Coward wrote himself into many of his plays, and the central character of Blithe Spirit, Charles Condomine, is a smooth, successful writer with Coward’s signature flair for comic songwriting. But the playwright doesn’t flatter himself—his characters are like peevish, overgrown children, firing telling little barbs at each other with great relish. With servants to do all the mundane chores, Charles and his priggish wife, Ruth, are the ’40s equivalent of childless Yuppies. Their biggest concern is whether they can persuade their dinner guest, the eccentric Madame Arcati, to hold a seance at the small dinner party they’ve planned for the evening. While neither Charles nor Ruth believes Madame’s tales of contact with the spirit world, both find the prospect of a seance “amusing.” Only too willing to oblige, Madame Arcati provides much more than amusement: She conjures up the ghost of Charles’ petulant and sensual first wife, Elvira.

Noel Coward’s wit lies not so much in his phrasing, but in his rapid-fire dialogue, in which characters toss off the perfect rejoinders again and again. Under director Richard Seay, Gregg Colson, as Charles, and Caroline Newcomb, as Ruth, fire out Coward’s witty repartee too rapidly. They speak in a clipped ping-pong staccato, much like the unlikable characters in David Mamet’s plays. Coward’s witty language demands great comic timing, and the A.C.T. I production could get more laughs than it already does by encouraging Colson and Newcomb, who both look their parts, to punctuate Coward’s script with a few more well-timed pauses and piercing glances. Few born-and-bred Americans can sustain a convincing upper-crust British accent, and Seay might also fare better by encouraging his actors not to attempt one.

The A.C.T. I production deserved its packed house on opening night, however, due in part to Maryanna Clarke’s hilarious performance as the unabashedly strange Madame Arcati. Clarke has a rip-roaring good time with her character—whose personality finds its perfect reflection in Caryn White’s outrageous costumes—and the audience can’t help but have a good time as well. Val Perkins plays a good straight man as Dr. Bradman, a skeptic who only grudgingly participates in Madame Arcati’s seance, while C.A. Carson gives an overly obnoxious performance as his silly, dithering wife. As Edith, the Condomines’ maid, Elizabeth Bell plays her character with exaggerated dottiness and provides a comic counterpoint to Colson’s and Newcomb’s stuffiness as Charles and Ruth.

Gregg Colson’s Charles springs to life when Elvira, played with plenty of menace but not enough subtlety by Kay Ayers, appears onstage. Suddenly confronted with two demanding wives, Charles reacts totally out of self-interest: He’s concerned only with the discomfort the situation creates for him.
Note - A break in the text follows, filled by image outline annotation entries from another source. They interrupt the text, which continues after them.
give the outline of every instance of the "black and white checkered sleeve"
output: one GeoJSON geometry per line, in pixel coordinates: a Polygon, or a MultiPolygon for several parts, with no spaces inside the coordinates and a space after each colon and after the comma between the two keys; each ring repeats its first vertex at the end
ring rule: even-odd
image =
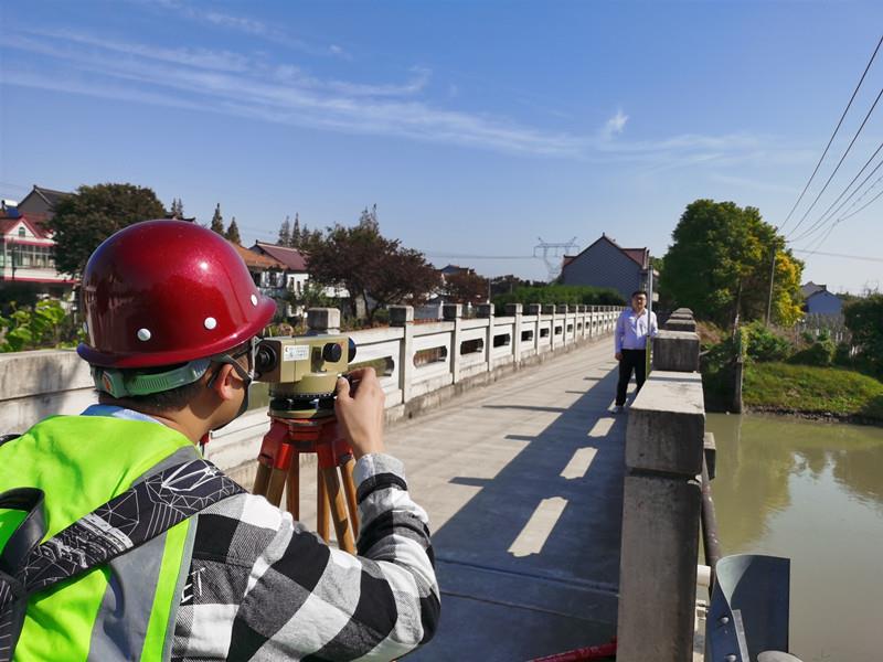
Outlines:
{"type": "Polygon", "coordinates": [[[326,545],[265,499],[242,494],[199,517],[177,660],[392,660],[439,616],[427,516],[398,460],[355,467],[359,556],[326,545]]]}

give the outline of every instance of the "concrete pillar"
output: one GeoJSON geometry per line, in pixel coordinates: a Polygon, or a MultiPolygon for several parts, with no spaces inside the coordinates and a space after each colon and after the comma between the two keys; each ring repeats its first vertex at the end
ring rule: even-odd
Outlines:
{"type": "Polygon", "coordinates": [[[507,303],[506,314],[515,318],[512,330],[512,356],[518,365],[521,363],[521,303],[507,303]]]}
{"type": "Polygon", "coordinates": [[[307,310],[307,331],[340,333],[340,310],[337,308],[310,308],[307,310]]]}
{"type": "Polygon", "coordinates": [[[460,345],[462,344],[462,306],[460,303],[445,303],[442,307],[442,317],[446,322],[454,322],[454,331],[450,334],[450,372],[454,375],[454,383],[460,381],[460,345]]]}
{"type": "Polygon", "coordinates": [[[653,339],[653,370],[699,371],[699,335],[660,331],[653,339]]]}
{"type": "Polygon", "coordinates": [[[533,353],[540,353],[540,314],[543,307],[540,303],[528,303],[528,314],[535,316],[533,323],[533,353]]]}
{"type": "Polygon", "coordinates": [[[402,327],[402,344],[398,345],[398,388],[402,402],[411,399],[414,383],[414,307],[390,306],[390,325],[402,327]]]}
{"type": "Polygon", "coordinates": [[[692,660],[704,429],[702,376],[653,371],[626,428],[617,658],[692,660]]]}
{"type": "Polygon", "coordinates": [[[445,303],[442,307],[442,317],[446,322],[454,322],[454,332],[450,334],[450,372],[454,383],[460,381],[460,345],[462,344],[462,306],[459,303],[445,303]]]}
{"type": "Polygon", "coordinates": [[[477,317],[488,320],[488,334],[485,337],[485,357],[488,360],[486,370],[490,372],[493,369],[493,359],[491,357],[493,350],[493,303],[479,303],[477,317]]]}

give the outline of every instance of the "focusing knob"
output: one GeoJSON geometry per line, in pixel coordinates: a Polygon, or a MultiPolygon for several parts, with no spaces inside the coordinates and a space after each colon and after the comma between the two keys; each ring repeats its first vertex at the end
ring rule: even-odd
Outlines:
{"type": "Polygon", "coordinates": [[[341,356],[343,356],[343,350],[334,342],[329,342],[322,348],[322,359],[329,363],[337,363],[341,356]]]}

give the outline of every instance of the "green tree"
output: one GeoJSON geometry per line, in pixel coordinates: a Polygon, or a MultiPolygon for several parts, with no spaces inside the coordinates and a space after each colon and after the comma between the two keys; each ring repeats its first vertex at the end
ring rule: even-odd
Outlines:
{"type": "Polygon", "coordinates": [[[674,306],[721,324],[763,319],[775,254],[780,276],[773,291],[775,319],[796,320],[804,265],[757,209],[696,200],[688,205],[672,239],[661,280],[674,306]]]}
{"type": "Polygon", "coordinates": [[[212,215],[212,224],[210,227],[212,232],[216,232],[217,234],[224,236],[224,217],[221,215],[220,202],[214,207],[214,214],[212,215]]]}
{"type": "Polygon", "coordinates": [[[481,303],[488,298],[488,279],[472,271],[458,271],[445,277],[445,289],[451,303],[481,303]]]}
{"type": "Polygon", "coordinates": [[[233,242],[234,244],[241,245],[242,237],[240,236],[240,226],[236,225],[236,216],[230,220],[230,226],[227,231],[224,233],[224,236],[228,242],[233,242]]]}
{"type": "Polygon", "coordinates": [[[78,278],[89,256],[111,234],[132,223],[163,216],[166,209],[150,189],[132,184],[79,186],[56,204],[55,215],[49,221],[54,233],[55,267],[78,278]]]}
{"type": "Polygon", "coordinates": [[[391,303],[421,305],[440,285],[438,273],[418,250],[383,237],[375,227],[337,225],[309,242],[307,268],[323,285],[342,285],[350,295],[350,313],[364,307],[373,321],[391,303]]]}
{"type": "Polygon", "coordinates": [[[843,309],[843,317],[860,356],[883,375],[883,295],[875,292],[852,301],[843,309]]]}

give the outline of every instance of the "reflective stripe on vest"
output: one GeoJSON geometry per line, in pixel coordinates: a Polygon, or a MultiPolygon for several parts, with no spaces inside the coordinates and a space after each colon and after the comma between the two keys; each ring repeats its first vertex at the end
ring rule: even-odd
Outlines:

It’s at this point that we see the irony of the play’s title—Charles is, in fact, the real blithe spirit.

Wendy Overlock’s set is suitably stylish, although an Art Deco couch and chair would make the set as fun to look at as Coward’s bantering dialogue is to hear. Despite its faults, A.C.T. I’s revival of Blithe Spirit is an entertaining evening—and the perfect prelude to Halloween.